An aqueous solution of 2 % (w\w) non-volatile solute exerts a pressure of 1.004 bar at the normal boiling point of the solvent. Molar mass of the solute would be:
1. | 23.69 g mol–1 | 2. | 41.35 g mol–1 |
3. | 56.23 g mol–1 | 4. | 22.76 g mol–1 |
Heptane and octane form an ideal solution. At 373 K, the vapour pressures of the two liquid components are 105.2 kPa and 46.8 kPa respectively.
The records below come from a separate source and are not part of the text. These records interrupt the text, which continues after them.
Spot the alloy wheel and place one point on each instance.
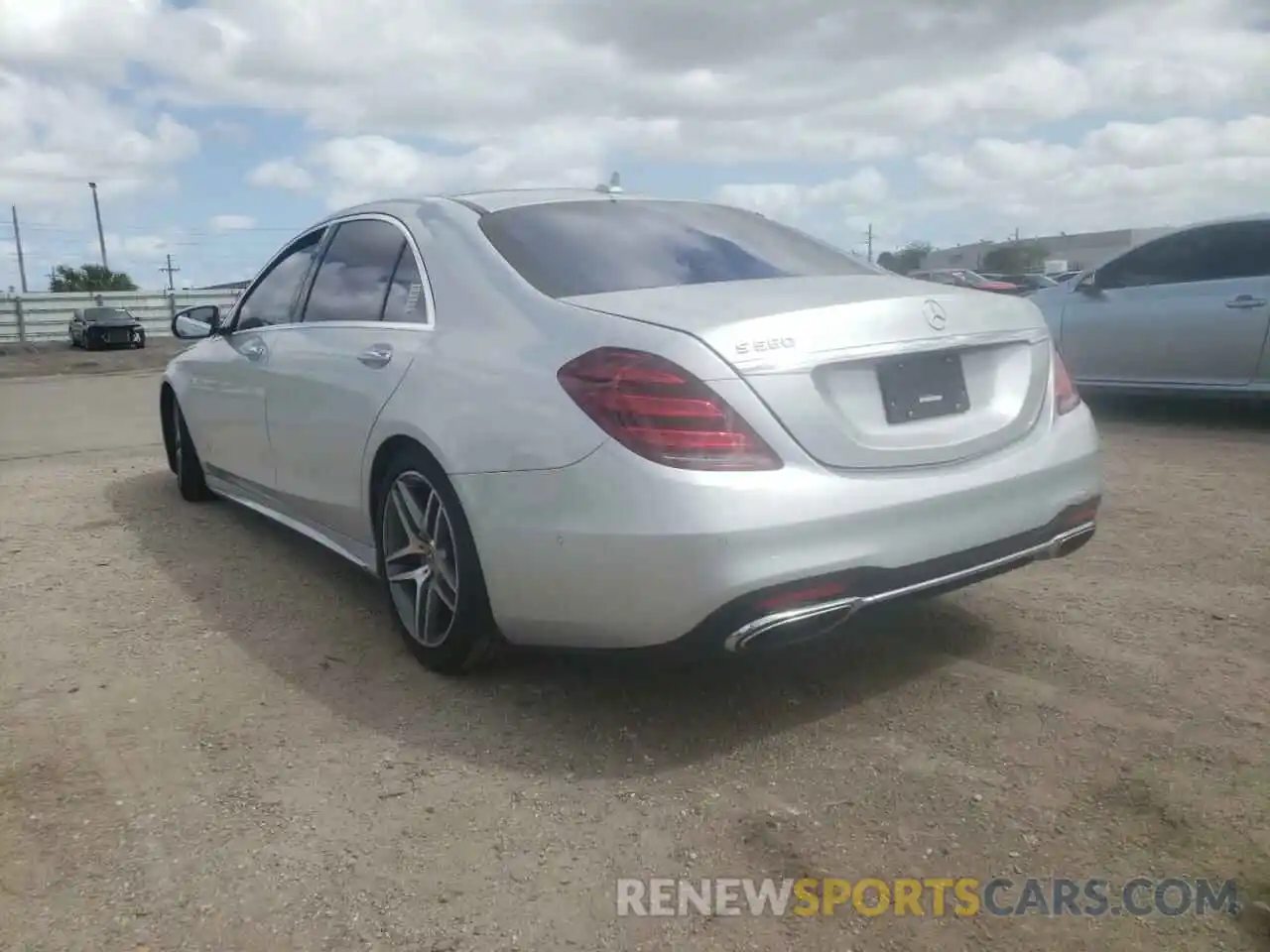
(421, 558)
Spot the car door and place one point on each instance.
(225, 404)
(363, 321)
(1189, 307)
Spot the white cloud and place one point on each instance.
(361, 168)
(1119, 176)
(56, 139)
(281, 173)
(559, 91)
(864, 190)
(231, 222)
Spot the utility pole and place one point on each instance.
(171, 271)
(17, 240)
(100, 235)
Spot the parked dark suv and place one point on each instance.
(105, 326)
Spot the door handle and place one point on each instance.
(376, 356)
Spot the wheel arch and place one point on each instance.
(167, 399)
(388, 448)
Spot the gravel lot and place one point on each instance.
(211, 738)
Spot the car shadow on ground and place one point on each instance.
(1211, 414)
(322, 626)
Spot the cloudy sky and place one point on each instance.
(216, 128)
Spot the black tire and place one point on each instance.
(186, 462)
(472, 639)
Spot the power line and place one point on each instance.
(169, 271)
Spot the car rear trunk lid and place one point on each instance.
(869, 372)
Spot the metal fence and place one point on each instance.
(31, 317)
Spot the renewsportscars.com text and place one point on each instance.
(929, 896)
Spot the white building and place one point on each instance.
(1080, 252)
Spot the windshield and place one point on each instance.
(568, 249)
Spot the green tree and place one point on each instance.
(910, 258)
(1016, 258)
(89, 277)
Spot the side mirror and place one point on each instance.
(195, 322)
The vapour pressure of a mixture of 26.0 g of heptane and 35 g of octane would be:
1. 43.45 kPa
2. 78.96 Pa
3. 73.43 kPa
4. 65.72 Pa
The mass of a non-volatile solute (molar mass 40 g mol–1) that should be dissolved in 114 g octane to reduce its vapour pressure to 80 % would be:
1. 6 g
2. 7 g
3. 8 g
4. 10 g
A 5 % solution (by mass) of cane sugar in water has freezing point of 271 K. Freezing point of 5 % glucose in water would be: (freezing point of pure water is 273.15 K)
1. 279.24 K
2. –269.06 K
3. 275.42 oC
4. 269.06 K
At 300 K, 36 g of glucose present in a litre of its solution has an osmotic pressure of 4.98 bar. The concentration at which osmotic pressure of the solution becomes 1.52 bar at the same temperature, would be:
1. | 0.06 M | 2. | 0.12 M |
3. | 0.08 M | 4. | 0.36 M |
The correct sequence of order of increasing solubility in the n-octane is:
1. Cyclohexane < CH3CN < CH3OH < KCl
2. KCl < CH3OH < CH3CN < Cyclohexane
3. KCl < CH3OH > CH3CN < Cyclohexane
4. None of the above
If the density of lake water is 1.25 g mL–1 and contains 92 g of Na+ ions per kg of water, then the molality of Na+ ions will be:
1. | 3.24 molal | 2. | 4 molal |
3. | 5 molal | 4. | 3.5 molal |
Benzene and toluene form an ideal solution over the entire range of composition. The vapour pressure of pure benzene and toluene at 300 K are 50.71 mm Hg and 32.06 mm Hg respectively.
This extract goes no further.